Bob Dylan's Modern Times, a new Masterpiece?


Upon my initial listening I feel it is safe to declare this new offering from Bob Dylan a masterpiece. Very comforting to know America's true folk treasure is still on top of his game.
dreadhead
My feelings pretty much mirror Hdm's in regard to sonics. While it isn't a bad sounding LP per se, there is little doubt it spent significant time on a hard drive somewhere. While you can hear some pre-echo at the beginning of a few tunes, indicating the album was tracked to analog, Dylan's voice itself is more edgy than it ought to be, and seems cut from a different cloth than the instrumentation itself. I find the album to be musically very rewarding, and while I wouldn't place it in the category of "instant classic", it will, I believe, be upheld as one of the better Bob Dylan albums from the opus. I also agree about Columbia's QC - my LP too was smudged and had several grimey fingerprints along the lead-in grooves, and around the first tracks, as if the quality inspector had just finished a grilled cheese sandwich before setting about his task. However, the surface is quiet, the pressing is flat, and overall I'm rather pleased.

-R.
Shadorne, as mentioned previously I've not heard the digital version. However, after hearing the vinyl many times, I understand your concerns better.

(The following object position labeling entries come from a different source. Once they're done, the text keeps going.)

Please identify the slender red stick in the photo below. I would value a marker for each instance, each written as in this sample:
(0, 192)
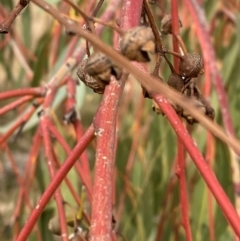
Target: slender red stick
(201, 164)
(180, 171)
(38, 91)
(15, 104)
(58, 178)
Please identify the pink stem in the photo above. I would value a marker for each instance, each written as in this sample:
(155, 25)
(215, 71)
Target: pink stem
(105, 127)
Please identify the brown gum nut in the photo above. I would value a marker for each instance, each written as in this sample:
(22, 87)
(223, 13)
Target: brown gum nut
(191, 65)
(176, 82)
(166, 24)
(137, 43)
(101, 67)
(96, 85)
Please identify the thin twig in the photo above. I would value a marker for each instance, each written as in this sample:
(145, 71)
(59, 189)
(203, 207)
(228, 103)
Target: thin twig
(6, 24)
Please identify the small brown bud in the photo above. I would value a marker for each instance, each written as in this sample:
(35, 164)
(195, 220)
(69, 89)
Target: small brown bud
(137, 43)
(176, 81)
(191, 65)
(96, 85)
(54, 226)
(100, 67)
(166, 24)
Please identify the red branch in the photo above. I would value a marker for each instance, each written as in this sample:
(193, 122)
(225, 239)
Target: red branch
(201, 164)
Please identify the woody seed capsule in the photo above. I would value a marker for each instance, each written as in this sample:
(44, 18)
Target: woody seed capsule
(137, 43)
(96, 85)
(191, 65)
(100, 67)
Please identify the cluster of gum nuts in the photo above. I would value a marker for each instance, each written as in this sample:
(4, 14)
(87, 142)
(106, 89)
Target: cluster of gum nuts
(136, 45)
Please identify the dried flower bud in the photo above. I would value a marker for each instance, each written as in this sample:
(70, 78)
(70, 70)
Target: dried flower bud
(100, 67)
(200, 103)
(191, 65)
(54, 226)
(137, 43)
(176, 81)
(95, 84)
(152, 1)
(166, 24)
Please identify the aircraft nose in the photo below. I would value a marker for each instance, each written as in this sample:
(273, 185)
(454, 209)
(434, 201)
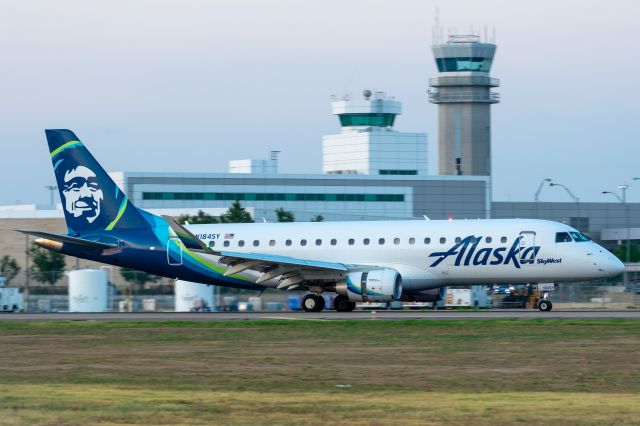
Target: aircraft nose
(613, 266)
(617, 267)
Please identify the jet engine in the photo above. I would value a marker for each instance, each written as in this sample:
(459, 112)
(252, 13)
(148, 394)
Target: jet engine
(433, 295)
(381, 285)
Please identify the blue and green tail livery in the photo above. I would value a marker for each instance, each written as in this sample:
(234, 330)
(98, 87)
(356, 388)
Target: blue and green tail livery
(90, 199)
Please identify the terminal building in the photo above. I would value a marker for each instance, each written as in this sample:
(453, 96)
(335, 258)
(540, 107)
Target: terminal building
(371, 169)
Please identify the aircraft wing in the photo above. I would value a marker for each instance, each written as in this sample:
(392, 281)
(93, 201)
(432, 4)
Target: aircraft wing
(290, 271)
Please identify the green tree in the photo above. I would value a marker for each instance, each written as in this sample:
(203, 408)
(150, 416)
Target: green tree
(200, 218)
(621, 252)
(8, 268)
(236, 214)
(137, 278)
(48, 265)
(284, 215)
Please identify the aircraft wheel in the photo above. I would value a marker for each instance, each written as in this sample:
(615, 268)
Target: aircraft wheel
(544, 306)
(313, 303)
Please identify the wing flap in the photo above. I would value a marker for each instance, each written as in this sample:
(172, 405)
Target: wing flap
(263, 258)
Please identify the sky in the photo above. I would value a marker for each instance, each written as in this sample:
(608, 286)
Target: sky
(186, 86)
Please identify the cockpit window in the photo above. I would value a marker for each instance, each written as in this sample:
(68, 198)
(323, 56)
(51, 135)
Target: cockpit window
(579, 237)
(563, 237)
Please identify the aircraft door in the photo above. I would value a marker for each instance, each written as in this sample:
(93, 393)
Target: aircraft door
(174, 251)
(528, 250)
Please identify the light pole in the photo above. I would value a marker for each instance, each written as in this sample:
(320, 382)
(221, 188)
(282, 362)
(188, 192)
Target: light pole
(576, 199)
(623, 200)
(536, 196)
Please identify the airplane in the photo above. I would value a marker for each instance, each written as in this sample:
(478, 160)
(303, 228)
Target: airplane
(367, 261)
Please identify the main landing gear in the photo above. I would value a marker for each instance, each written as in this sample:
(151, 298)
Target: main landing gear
(545, 305)
(313, 303)
(343, 304)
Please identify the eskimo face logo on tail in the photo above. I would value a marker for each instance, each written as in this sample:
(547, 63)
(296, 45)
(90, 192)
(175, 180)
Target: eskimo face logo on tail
(82, 194)
(468, 253)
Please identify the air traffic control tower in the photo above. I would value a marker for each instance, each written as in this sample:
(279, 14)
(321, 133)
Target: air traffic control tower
(368, 144)
(463, 93)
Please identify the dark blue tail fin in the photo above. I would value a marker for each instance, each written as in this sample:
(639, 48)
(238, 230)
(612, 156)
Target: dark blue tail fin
(92, 202)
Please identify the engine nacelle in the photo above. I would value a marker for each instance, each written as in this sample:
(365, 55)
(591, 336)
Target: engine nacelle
(381, 285)
(433, 295)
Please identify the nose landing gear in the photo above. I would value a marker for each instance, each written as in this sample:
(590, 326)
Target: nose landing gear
(545, 305)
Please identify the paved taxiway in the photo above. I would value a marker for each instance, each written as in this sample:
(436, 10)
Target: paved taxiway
(328, 315)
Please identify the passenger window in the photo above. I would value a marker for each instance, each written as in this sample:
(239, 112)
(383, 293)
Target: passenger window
(563, 237)
(578, 237)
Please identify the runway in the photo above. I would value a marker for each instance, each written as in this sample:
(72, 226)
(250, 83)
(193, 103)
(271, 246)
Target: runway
(327, 315)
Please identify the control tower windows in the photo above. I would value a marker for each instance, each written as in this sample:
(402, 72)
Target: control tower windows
(463, 64)
(378, 120)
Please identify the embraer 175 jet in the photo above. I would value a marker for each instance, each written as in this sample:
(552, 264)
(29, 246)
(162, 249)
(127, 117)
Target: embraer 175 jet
(360, 261)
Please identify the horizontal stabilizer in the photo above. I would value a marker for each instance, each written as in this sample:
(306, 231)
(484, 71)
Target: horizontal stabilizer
(67, 239)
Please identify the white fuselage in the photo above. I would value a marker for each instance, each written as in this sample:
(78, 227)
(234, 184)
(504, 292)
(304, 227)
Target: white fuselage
(429, 254)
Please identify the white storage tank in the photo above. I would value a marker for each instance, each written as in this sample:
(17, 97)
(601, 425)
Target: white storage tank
(192, 296)
(88, 290)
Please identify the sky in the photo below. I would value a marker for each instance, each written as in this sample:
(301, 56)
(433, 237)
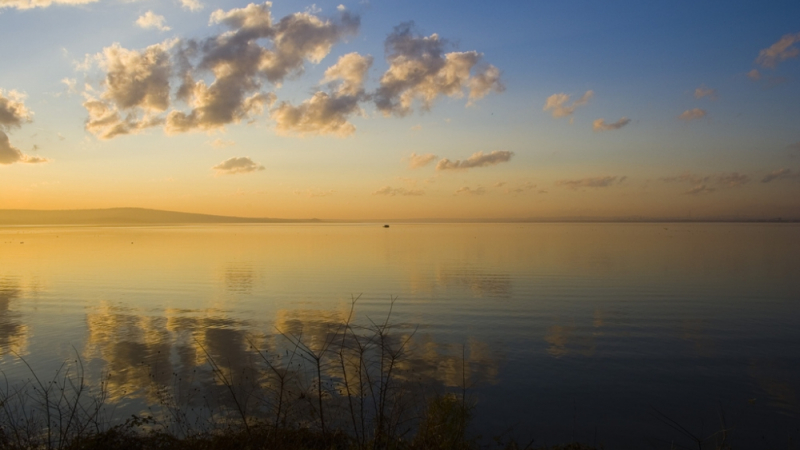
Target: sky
(389, 109)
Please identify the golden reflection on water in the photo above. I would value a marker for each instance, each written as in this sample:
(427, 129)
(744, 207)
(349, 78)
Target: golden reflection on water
(13, 332)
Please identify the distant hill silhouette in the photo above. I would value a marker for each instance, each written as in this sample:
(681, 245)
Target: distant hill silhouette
(121, 216)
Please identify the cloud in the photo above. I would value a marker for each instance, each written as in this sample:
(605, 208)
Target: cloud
(10, 154)
(328, 113)
(152, 20)
(601, 125)
(192, 5)
(416, 161)
(13, 112)
(733, 179)
(687, 177)
(699, 189)
(557, 104)
(136, 89)
(593, 182)
(29, 4)
(237, 165)
(779, 174)
(468, 191)
(219, 143)
(703, 91)
(240, 65)
(692, 114)
(419, 69)
(389, 191)
(780, 51)
(478, 159)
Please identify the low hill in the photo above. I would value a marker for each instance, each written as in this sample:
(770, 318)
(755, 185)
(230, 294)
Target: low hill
(121, 216)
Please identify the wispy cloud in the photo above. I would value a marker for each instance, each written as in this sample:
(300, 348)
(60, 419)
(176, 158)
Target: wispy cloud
(780, 51)
(601, 125)
(699, 189)
(420, 69)
(478, 159)
(465, 190)
(237, 165)
(693, 114)
(391, 192)
(192, 5)
(557, 104)
(703, 91)
(13, 112)
(732, 179)
(591, 182)
(152, 20)
(779, 174)
(10, 154)
(416, 161)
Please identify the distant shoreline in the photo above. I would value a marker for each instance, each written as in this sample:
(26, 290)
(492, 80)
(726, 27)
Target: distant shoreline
(142, 216)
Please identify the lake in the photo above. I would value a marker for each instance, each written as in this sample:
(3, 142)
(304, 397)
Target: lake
(578, 331)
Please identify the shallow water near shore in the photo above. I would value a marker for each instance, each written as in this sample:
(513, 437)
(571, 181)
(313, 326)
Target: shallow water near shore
(563, 331)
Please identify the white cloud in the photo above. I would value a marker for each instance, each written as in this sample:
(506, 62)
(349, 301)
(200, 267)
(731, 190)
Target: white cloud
(419, 69)
(478, 159)
(780, 51)
(10, 154)
(237, 165)
(601, 125)
(152, 20)
(557, 104)
(192, 5)
(391, 192)
(29, 4)
(13, 112)
(416, 161)
(693, 114)
(592, 182)
(703, 91)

I guess it's routine to record the instrumental portions first and "dub" the vocal track afterwards. What I'm hearing, you call it compression or whatever, is a "mismatch" for lack of a better term between the instrumental track and the vocals. I do not have any technical recording experience to better explain what I hear but there is a clearly defined difference between the instrumentation and the vocals in this release. In most recordings they are "blended" or "mixed" to sound as if the vocals and instrumentation were performed simultaneously I believe. In this recording it is very apparent the vocals were added afterwards; at least with my analog front end:

Basis 2800 Signature
Basis Vector 3 w/VTA
Zyx UNIverse X LO

All of course IMO
Audiofeil,

I agree with your description. The instruments have a far away kind of sound and the vocals are edgy. Whatever is the cause, I find it has the monotonous kind of sound of much of today's pop music, which lack dynamic range due to compression in order to sound loud.

It is hard to compare Dylan to other pop music (and unfair as he is such a legend) but I would contrast Modern Times with the Oh Mercy Dylan album where the sound has huge and impressive dynamics from very soft to loud.
Imagine taken the scenic route through the beautiful mountains of Colorado and not being able to focus past the glass in the windsheild....
I do not think they were so inept as to master it poorly.
Everything was done for a reason and it is a MASTERPIECE.